"I had never come close to a paperless, iPad school," she said.
Four years later, Muller students now have Chromebooks and is no longer paperless, and Ms. Whitcomb is still finding new ways to engage her students. She uses Google Classroom to help students manage their assignments.
She begins Thursday, Sept. 3 with morning duty in the school's collaboration space. After the area clears out at the bell, she heads to her classroom to prepare for the day. As Muller Road's Spanish and World Cultures teacher Ms. Whitcomb switches between English, beginner and intermediate Spanish several times during the day.
Intro to Spanish, her first two classes of the day, is comprised of seventh graders. The students file in and begin working on the assignment shown on the tv. After practicing answering questions in Spanish like ¿Como te llames? they make flash cards to help learn simple phrases.
Ms. Whitcomb speaks very little English in her next class Spanish I. These eighth graders take heed to the sign on the door. Hable Inglés Aquí A Su Proprio Riesgo (translation: Speak English here at your own risk).
She spends the brief advisory period helping students get familiar with their Chromebooks and organized.
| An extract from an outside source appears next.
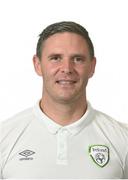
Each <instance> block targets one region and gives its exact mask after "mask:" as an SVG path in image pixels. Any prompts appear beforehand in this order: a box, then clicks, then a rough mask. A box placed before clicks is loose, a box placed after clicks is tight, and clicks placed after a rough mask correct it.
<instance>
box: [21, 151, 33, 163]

This is also a time to check that students are properly using their agendas.
As she reviews the scores for the first test her sixth grade world cultures class took, she quickly makes some adjustments to her lesson plans. The grades suggest the students didn't grasp the content as well as she would have liked, and she provides more opportunities to improve their grades as well as practice their skills.
Ms. Whitcomb fell in love with Spanish as a student at Spring Valley High School. She quickly discovered she had a knack for it and enjoyed the challenge of reading in a different language. She attended Furman University on a softball scholarship. There, she discovered a love for Spanish literature, including poetry. She lived in Spain for a year as an AuP. When she returned to the U.S., she enrolled at Winthrop University to pursue her Masters of Arts and Teaching degree from Winthrop University. After years of experience coaching softball teams, Ms. Whitcomb had an epiphany.
"I realized coaching is teaching. I'm just managing a classroom and not a team."
Being selected as District Teacher of the Year came as a surprise to Ms. Whitcomb who said she is honored. Twenty years in and she's just as passionate about sharing her love of language with her students.
"What other class is there where the means by which you learn is also the information you're learning?"she asks
Each year she looks forward to giving students their first exposure to a new language. "I love inspiring them, working on the fundamentals and setting the stage for the rest of their Spanish careers in high school."